Rosina shot arrows whenever a new threat tried to flank Twyford. Her fingers bled from the drawstring, but she never let it slow her down.

Back in the square, Usher broke free first as he scrambled upright. He spat blood, eyes wide with rage and triumph, then sprang, sword arcing down toward the skull.

Twyford rolled aside, the blade biting into a fallen body instead. He surged up, shoulder ramming Usher square in the chest. They tumbled again, swords tangling like limbs of lovers turned murderers.

Usher ripped himself free, drew a hidden blade from his boot, and lunged. Twyford caught his wrist again, each trying to drive steel into the other.

Twyford forced Usher back, boot heel grinding into the earth for leverage. His free hand found the throat, fingers digging into sinew and bone. The eyes of Usher bulged as he snarled, bringing his forehead crashing down. 

The hidden blade turned and sliced into the side of Twyford. The pain made his vision clear.

He slammed the wrist of Usher into the ground once, twice, until bones cracked. The knife fell into the muck, lost. The teeth snapped at the air, spit flying, eyes crazed.

Twyford did not pause. 

He advanced and knocked aside the desperate swing. 

He grabbed the breastplate and slammed his forehead into his face once, twice — until bone cracked and blood fountained.

Then Twyford shoved him down and pressed his sword to his throat.

"Mercy—" Usher croaked, his eyes wide now, and his arrogance crumbled.

Twyford gazed at him coldly. "No mercy for those who butcher the innocent."

The blade bit deep.

Twyford let the body drop into the mud.

Without their leader, they turned and fled into the dark fields. They were pursued by farmers wielding pitchforks and torches. 

For a moment, there was only the hiss of rain spitting on the burning hay, the distant crash of steel, and shouts. Twyford stayed there, knee pressing the corpse into the mud, chest heaving.

He staggered to his feet, every muscle singing with exhaustion and agony. His side throbbed, warm blood mixing with the rain and the dirt at his waist.

Above the granary, smoke curled into the dusk sky. 

A boy stood nearby, pitchfork clutched in white knuckles, staring at Twyford like he was a ghost risen from the mire. 

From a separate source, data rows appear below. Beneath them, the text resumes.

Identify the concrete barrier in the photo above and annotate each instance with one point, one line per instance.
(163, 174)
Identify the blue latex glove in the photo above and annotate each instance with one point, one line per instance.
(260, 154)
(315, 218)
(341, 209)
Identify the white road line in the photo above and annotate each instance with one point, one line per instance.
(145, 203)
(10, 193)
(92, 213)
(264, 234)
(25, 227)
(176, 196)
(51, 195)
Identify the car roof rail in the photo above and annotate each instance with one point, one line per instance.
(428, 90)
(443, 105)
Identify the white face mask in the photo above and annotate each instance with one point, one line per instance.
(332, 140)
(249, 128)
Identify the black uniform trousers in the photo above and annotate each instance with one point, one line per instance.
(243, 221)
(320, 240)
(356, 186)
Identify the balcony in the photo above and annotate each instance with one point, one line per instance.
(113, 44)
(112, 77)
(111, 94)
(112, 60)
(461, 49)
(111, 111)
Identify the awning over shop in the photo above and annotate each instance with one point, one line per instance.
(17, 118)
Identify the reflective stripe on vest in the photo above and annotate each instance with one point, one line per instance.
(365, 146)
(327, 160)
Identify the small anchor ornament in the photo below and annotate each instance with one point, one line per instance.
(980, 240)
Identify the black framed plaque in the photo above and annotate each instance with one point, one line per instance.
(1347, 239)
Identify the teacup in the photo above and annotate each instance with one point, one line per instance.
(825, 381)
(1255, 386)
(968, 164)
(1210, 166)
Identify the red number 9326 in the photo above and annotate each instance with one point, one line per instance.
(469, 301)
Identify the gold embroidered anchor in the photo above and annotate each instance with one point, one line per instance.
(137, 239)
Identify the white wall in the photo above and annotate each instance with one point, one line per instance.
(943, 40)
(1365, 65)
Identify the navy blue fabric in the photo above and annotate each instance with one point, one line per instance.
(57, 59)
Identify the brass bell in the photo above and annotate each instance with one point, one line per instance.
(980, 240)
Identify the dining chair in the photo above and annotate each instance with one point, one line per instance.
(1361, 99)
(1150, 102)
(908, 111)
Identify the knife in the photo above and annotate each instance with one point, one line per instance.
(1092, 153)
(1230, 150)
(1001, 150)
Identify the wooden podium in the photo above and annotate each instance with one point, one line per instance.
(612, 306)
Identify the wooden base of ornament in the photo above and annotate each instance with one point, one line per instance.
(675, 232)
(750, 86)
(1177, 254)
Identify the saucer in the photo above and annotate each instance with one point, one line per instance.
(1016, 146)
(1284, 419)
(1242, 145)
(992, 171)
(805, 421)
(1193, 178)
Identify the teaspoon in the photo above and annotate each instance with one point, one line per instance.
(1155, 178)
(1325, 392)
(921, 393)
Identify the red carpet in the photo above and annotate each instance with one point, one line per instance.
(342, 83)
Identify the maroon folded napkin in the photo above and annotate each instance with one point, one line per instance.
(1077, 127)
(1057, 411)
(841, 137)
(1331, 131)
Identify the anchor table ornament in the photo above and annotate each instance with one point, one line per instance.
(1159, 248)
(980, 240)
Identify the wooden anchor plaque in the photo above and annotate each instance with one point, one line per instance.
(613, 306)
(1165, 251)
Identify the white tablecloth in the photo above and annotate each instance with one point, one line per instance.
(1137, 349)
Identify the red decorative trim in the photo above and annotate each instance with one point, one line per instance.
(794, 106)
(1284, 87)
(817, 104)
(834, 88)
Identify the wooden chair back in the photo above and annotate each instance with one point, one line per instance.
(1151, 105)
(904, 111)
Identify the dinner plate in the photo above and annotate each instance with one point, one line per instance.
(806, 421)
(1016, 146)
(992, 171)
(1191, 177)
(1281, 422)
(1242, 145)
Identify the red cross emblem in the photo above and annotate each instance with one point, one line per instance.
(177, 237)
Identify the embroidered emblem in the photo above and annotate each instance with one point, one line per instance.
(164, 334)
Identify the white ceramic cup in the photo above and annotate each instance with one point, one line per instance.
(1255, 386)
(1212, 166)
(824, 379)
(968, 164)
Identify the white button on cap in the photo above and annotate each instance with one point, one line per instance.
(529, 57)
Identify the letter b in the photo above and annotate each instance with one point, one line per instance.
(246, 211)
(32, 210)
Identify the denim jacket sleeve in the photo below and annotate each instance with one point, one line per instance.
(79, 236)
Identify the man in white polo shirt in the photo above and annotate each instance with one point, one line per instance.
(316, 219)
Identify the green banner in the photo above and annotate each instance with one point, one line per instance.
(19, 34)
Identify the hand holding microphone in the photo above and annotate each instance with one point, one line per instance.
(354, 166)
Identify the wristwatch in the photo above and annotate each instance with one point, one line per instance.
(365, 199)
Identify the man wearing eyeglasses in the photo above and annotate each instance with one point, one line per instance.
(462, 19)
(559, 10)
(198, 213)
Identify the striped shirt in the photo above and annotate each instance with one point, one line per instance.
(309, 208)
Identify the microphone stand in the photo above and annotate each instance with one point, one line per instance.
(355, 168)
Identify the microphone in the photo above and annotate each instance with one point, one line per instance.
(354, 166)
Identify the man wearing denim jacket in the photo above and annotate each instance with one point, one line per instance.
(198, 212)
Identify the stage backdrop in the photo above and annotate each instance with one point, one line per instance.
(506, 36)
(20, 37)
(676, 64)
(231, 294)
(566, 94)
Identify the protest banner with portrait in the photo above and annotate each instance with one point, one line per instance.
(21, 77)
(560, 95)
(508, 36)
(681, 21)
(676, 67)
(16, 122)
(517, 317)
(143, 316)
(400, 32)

As Twyford limped toward the others, Rosina emerged from the shadows between two wagons, her bow still in hand, eyes sweeping over the carnage. 

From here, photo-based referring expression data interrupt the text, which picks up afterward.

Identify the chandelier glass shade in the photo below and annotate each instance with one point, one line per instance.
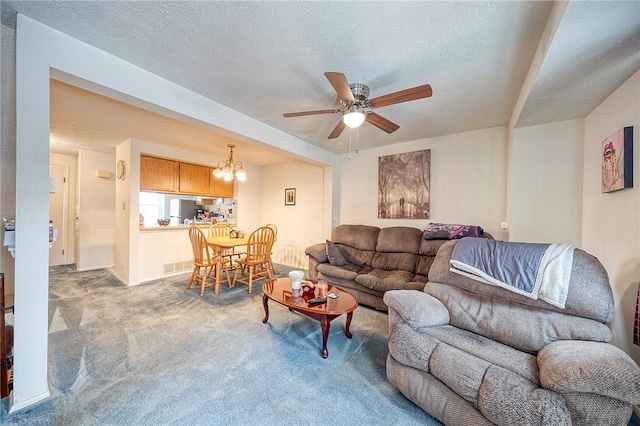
(230, 169)
(354, 117)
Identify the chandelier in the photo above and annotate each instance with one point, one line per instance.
(230, 169)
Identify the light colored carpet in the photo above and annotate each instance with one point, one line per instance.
(158, 354)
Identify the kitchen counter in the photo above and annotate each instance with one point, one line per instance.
(177, 227)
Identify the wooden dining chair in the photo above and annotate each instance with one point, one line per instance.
(256, 260)
(223, 230)
(204, 261)
(275, 235)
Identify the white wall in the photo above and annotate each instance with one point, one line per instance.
(611, 222)
(125, 243)
(96, 217)
(300, 225)
(467, 181)
(7, 146)
(545, 186)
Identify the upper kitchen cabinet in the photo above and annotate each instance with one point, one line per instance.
(219, 187)
(194, 179)
(158, 174)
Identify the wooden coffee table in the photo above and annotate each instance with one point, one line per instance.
(280, 291)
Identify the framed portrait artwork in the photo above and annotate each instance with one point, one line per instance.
(617, 161)
(404, 185)
(290, 197)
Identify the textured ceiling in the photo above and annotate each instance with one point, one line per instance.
(267, 58)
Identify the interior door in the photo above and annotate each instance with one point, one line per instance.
(58, 211)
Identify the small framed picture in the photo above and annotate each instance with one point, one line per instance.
(290, 197)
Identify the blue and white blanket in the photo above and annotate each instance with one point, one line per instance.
(537, 271)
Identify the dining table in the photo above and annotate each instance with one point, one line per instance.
(219, 245)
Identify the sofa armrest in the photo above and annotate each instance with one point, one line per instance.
(418, 309)
(589, 367)
(318, 252)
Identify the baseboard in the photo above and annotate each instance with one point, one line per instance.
(27, 403)
(93, 268)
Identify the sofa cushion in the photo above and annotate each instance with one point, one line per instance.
(459, 370)
(362, 237)
(349, 271)
(334, 255)
(399, 239)
(521, 363)
(520, 326)
(590, 367)
(416, 308)
(506, 398)
(589, 296)
(503, 396)
(402, 261)
(383, 280)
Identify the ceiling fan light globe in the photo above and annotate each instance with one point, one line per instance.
(241, 174)
(353, 119)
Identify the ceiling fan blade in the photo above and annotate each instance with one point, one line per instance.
(381, 123)
(340, 85)
(337, 130)
(412, 94)
(320, 111)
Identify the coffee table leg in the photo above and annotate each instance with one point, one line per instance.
(265, 300)
(346, 330)
(325, 335)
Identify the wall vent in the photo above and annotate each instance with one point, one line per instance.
(170, 268)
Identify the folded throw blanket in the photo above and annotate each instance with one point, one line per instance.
(537, 271)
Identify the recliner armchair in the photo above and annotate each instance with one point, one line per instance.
(471, 353)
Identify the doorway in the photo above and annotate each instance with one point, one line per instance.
(62, 208)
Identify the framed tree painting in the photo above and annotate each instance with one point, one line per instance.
(290, 197)
(404, 185)
(617, 161)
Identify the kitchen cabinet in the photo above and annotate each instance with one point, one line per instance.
(171, 176)
(194, 179)
(219, 187)
(158, 174)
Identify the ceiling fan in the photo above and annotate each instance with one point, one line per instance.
(356, 107)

She approached Twyford and laid a hand on his shoulder. "We have given Baron Atkins a reason to attack Headow."

Rosina looked at the villagers — Headman Wallace among them, tears streaking his dusty face as he held the hand of the young man slain at the start.

She spoke gently. "Wallace."

The man looked up, his eyes brimming. "Protect us. Please… protect Blacklake."

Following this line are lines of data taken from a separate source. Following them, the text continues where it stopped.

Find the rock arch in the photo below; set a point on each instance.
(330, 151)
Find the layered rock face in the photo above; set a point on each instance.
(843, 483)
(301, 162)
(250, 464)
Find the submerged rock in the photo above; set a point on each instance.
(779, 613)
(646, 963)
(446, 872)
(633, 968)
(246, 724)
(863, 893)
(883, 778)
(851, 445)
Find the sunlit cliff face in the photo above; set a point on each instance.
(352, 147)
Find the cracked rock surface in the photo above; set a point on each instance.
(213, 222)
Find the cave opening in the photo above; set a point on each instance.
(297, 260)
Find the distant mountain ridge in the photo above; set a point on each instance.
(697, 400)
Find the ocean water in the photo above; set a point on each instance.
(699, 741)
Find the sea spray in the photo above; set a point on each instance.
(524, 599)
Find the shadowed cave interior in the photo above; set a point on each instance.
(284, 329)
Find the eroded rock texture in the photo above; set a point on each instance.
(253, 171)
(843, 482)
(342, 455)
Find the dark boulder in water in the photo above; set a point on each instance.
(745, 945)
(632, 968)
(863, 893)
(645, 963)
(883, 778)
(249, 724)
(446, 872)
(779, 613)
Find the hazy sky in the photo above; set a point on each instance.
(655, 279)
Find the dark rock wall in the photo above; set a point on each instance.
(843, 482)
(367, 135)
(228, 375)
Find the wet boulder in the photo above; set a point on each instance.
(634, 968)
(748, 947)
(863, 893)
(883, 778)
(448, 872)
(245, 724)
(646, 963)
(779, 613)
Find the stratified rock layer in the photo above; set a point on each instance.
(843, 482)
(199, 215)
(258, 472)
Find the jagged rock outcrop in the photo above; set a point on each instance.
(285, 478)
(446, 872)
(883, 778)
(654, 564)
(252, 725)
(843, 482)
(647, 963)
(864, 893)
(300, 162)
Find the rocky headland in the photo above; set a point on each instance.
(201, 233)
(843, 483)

Rosina nodded. "Do not worry, we will not leave you defenseless."

A faint sob rose from a mother in the shadows, half relief, half grief.

Twyford turned to his men. "See to the dead. Tend the wounded. Rosina — get word to Steven. He needs to know we held the village."

She didn't hesitate. She stepped aside, rummaged through her satchel for the tube and parchment. Her hand trembled only once as she wrote: Blacklake was attacked, Usher dead. Reinforcements are needed to hold the border.

She tied the message to the leg, whispered a blessing to it, and tossed it skyward. The bird vanished into the moonlit clouds.

By midnight, Twyford helped bind wounds with rough cloth, and Rosina organized watches along the dirt roads leading into the village.

Sitting at the well, Wallace leaned against his staff, exhausted but alive. He watched the hawk banner of House Talvace flutter above the square, illuminated by the flicker of oil lamps.

"We buried the boy by the orchard," he rasped to Twyford when the knight came near. "He was my nephew."

Twyford crouched beside him. "He will be the last to die alone, Wallace. I promise you."

Before dawn, men arrived at the village. They dismounted quietly, their faces grim but resolved. They spoke little as they spread through Blacklake, taking up positions at the edges of fields and along hedgerows.

As the first rays crept across the bloodied grain, Twyford and Rosina stood side by side, their silhouettes tall and unbending. They turned toward the road that would take them back to Headow.